Arpa-E’s bet: $543,394
Carbon Sponge
Carbon-capture technology can make coal plants nearly emission-free right now, but the process gobbles up about a quarter of the energy produced. Joe Zhou, a chemist at Texas A & M University, has devised a way to reduce the power drain. Current capture methods absorb carbon dioxide into ammonia-derived solvent solutions, which then must be heated intensely to release the trapped gas. Zhou’s technique uses metal and carbon-based frameworks that change their structure in response to slight changes in temperature, magnetic fields, and light. “When you change the structure, it’s easy to push the carbon dioxide out,” Zhou says. The system should be ready for large-scale testing within a few years.
Arpa-E’s bet: $1,019,874
Utility-Scale Battery
Wind and solar power are clean but inconveniently intermittent.

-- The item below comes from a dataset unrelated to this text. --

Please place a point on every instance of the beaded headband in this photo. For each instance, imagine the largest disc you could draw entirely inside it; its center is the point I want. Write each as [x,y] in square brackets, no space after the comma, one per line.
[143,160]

To keep the power flowing, MIT materials scientist Donald Sadoway proposes building storage batteries large enough to power whole neighborhoods. Inside his prototype are three layers of molten fluid: magnesium, antimony, and an electrolyte solution that transfers magnesium ions (charged atoms) to the antimony, producing an electric current. Compared with other batteries, this design is relatively cheap, and it can be scaled up to hold enough surplus electricity for a subdivision or a hospital, releasing it when needed. “After dark or when the wind isn’t blowing, you’ll still have uninterrupted power,” Sadoway says.
Arpa-E’s bet: $6,949,584
Cheap Solar Electricity
Another big drawback of solar power is cost: The silicon wafers that absorb sunlight and turn it into electric current can run upwards of $130 a pound because of a complex fabrication process that involves melting silicon, letting it crystallize into large ingots, and cutting it into thin wafers. Massachusetts-based 1366 Technologies simplifies things by repeatedly skimming the solid “skin” off the top of a pool of molten silicon. Mechanical engineer Frank van Mierlo, 1366’s CEO, says this method should cut the cost of photovoltaic wafers by two-thirds. “Ideally, we could produce electricity with solar at the same price you can produce electricity with coal.”